Subliminal messages can arguably relate to certain groups’ use of a frontwoman, certain groups using their frontwoman’s image to garner sales and attention. “That’s just kind of it,” the wordsmith begins. “That’s one of the main things that we’ve changed on this album. We’re trying to show that The Agonist is a band – a group of people – and that we have a female singer. It’s not a female singer that has a band. It’s much more representative of our group to say that we’re a band because as I said, the band writes the music together and we function together. We have a fantastic singer, just like other bands have a fantastic singer. There’s a huge stigma with female-fronted groups – I actually don’t even like that term. When a band has a female singer though, they automatically get lumped into this group.

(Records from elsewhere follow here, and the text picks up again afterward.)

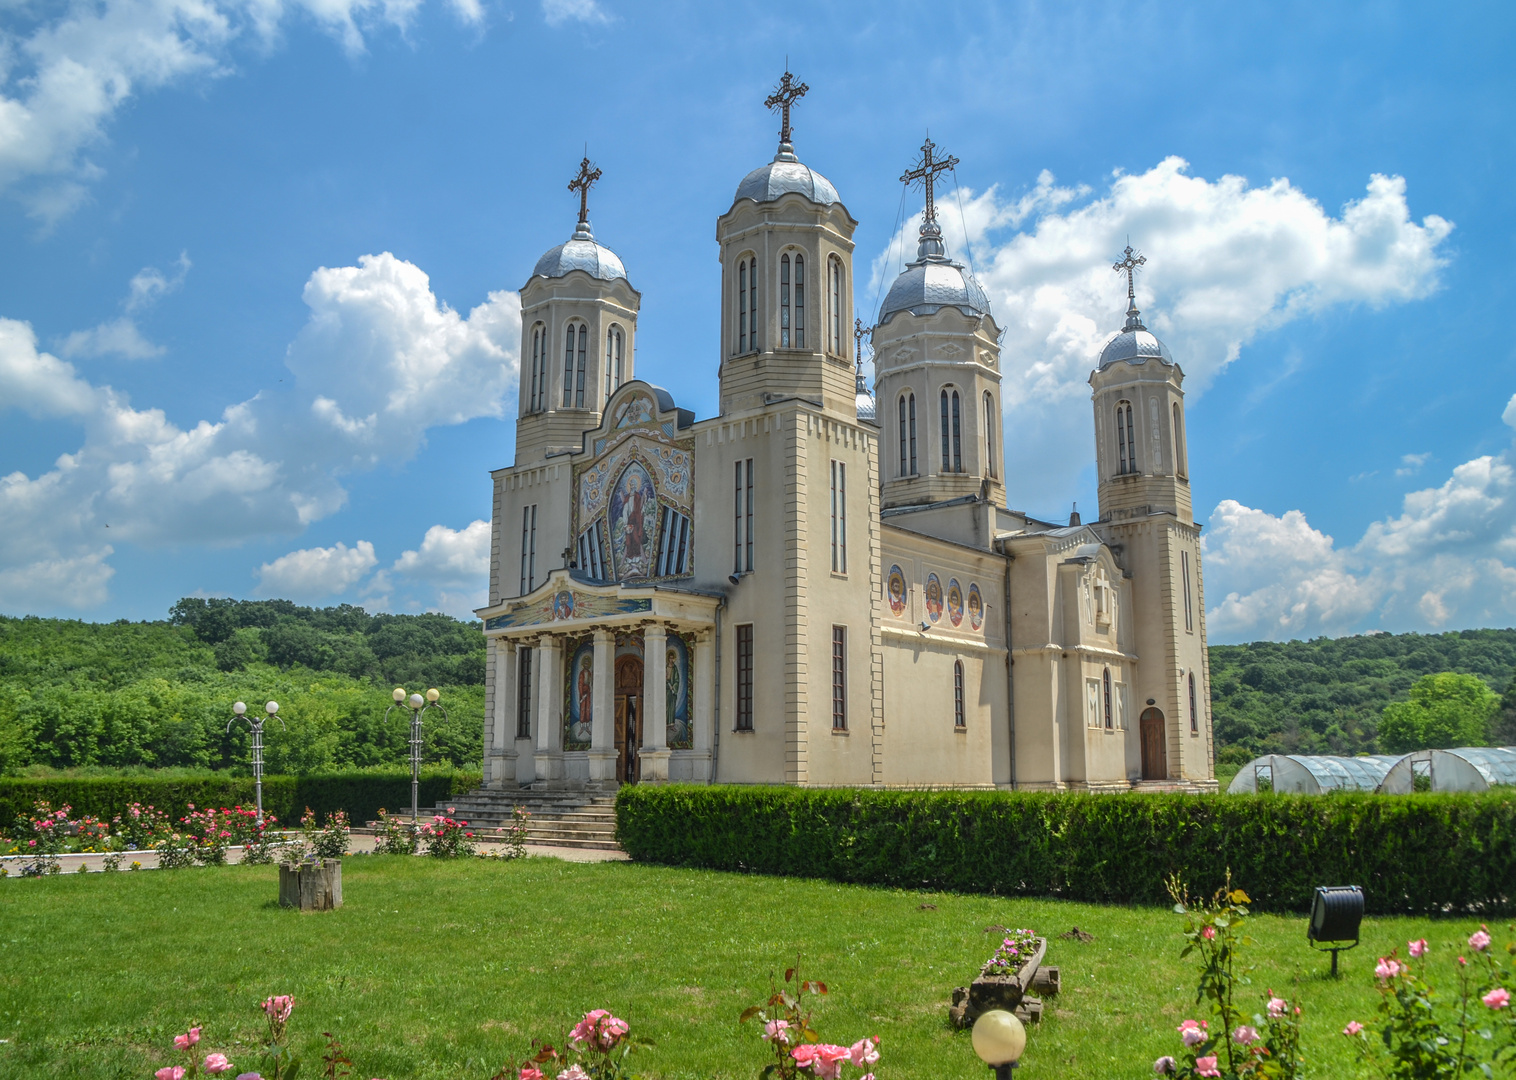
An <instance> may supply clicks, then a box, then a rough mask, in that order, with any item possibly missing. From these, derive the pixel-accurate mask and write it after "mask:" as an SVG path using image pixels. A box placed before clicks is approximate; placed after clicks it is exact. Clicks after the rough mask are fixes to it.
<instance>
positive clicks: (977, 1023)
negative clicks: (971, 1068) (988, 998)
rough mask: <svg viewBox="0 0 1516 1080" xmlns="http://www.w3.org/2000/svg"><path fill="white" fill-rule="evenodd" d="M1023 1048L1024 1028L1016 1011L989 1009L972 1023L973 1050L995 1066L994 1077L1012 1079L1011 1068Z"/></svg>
mask: <svg viewBox="0 0 1516 1080" xmlns="http://www.w3.org/2000/svg"><path fill="white" fill-rule="evenodd" d="M1023 1050H1026V1028H1025V1027H1022V1022H1020V1021H1019V1019H1016V1013H1008V1012H1005V1010H1004V1009H991V1010H990V1012H987V1013H982V1015H981V1016H979V1019H976V1021H975V1022H973V1053H976V1054H978V1056H979V1060H982V1062H984V1063H985V1065H988V1066H990V1068H991V1069H994V1080H1011V1069H1014V1068H1016V1063H1017V1062H1019V1060H1020V1057H1022V1051H1023Z"/></svg>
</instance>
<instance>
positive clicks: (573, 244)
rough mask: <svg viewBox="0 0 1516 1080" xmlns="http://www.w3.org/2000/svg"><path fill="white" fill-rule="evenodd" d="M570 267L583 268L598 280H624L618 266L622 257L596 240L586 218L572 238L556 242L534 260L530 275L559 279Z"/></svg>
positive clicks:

“I know there are bands out there that really do that a 100%; that’s all they are, and that’s all they rely on. They just sell the sexiness of the singer only, and the music is very mundane. There’s not much to it, and maybe that singer’s not even a good singer. I know that that exists, but there’s also a whole bunch of other bands that have amazing female singers, and are good bands. They get lumped in by people thinking that they’re just one of those bands who uses the hot girl, though. That’s blatant prejudice. I don’t think The Agonist is that band at all, and I think that there are a lot of other bands out there that get that sexism sort of put on them. It’s really just pure prejudice, and I hope it ends eventually. It’s been over 20 years that females have been singing in metal bands; I think it’s probably time for people to get over that.”

The blame for using sex appeal to further sales can be placed on several different quarters. “It’s the media that choose to push it that way, and then it’s also the fans of those that go along with it and buy into it, and then further that stereotype,” Danny reckons. “It’s a blend. It feeds itself. The media knows how to make the people do the work for them, and that’s really what they wanna do. They wanna get everyone else talking, so that everyone else promotes their thing that they want for them. It’s much better that way, because it’s way better when your friend tells you ‘Hey, check this out’ than when some commercial tells you that.”

Eye Of Providence was released on February 23rd, 2015 in Europe and subsequently on the 24th in North America, all via Century Media Records.

Interview published in February 2015.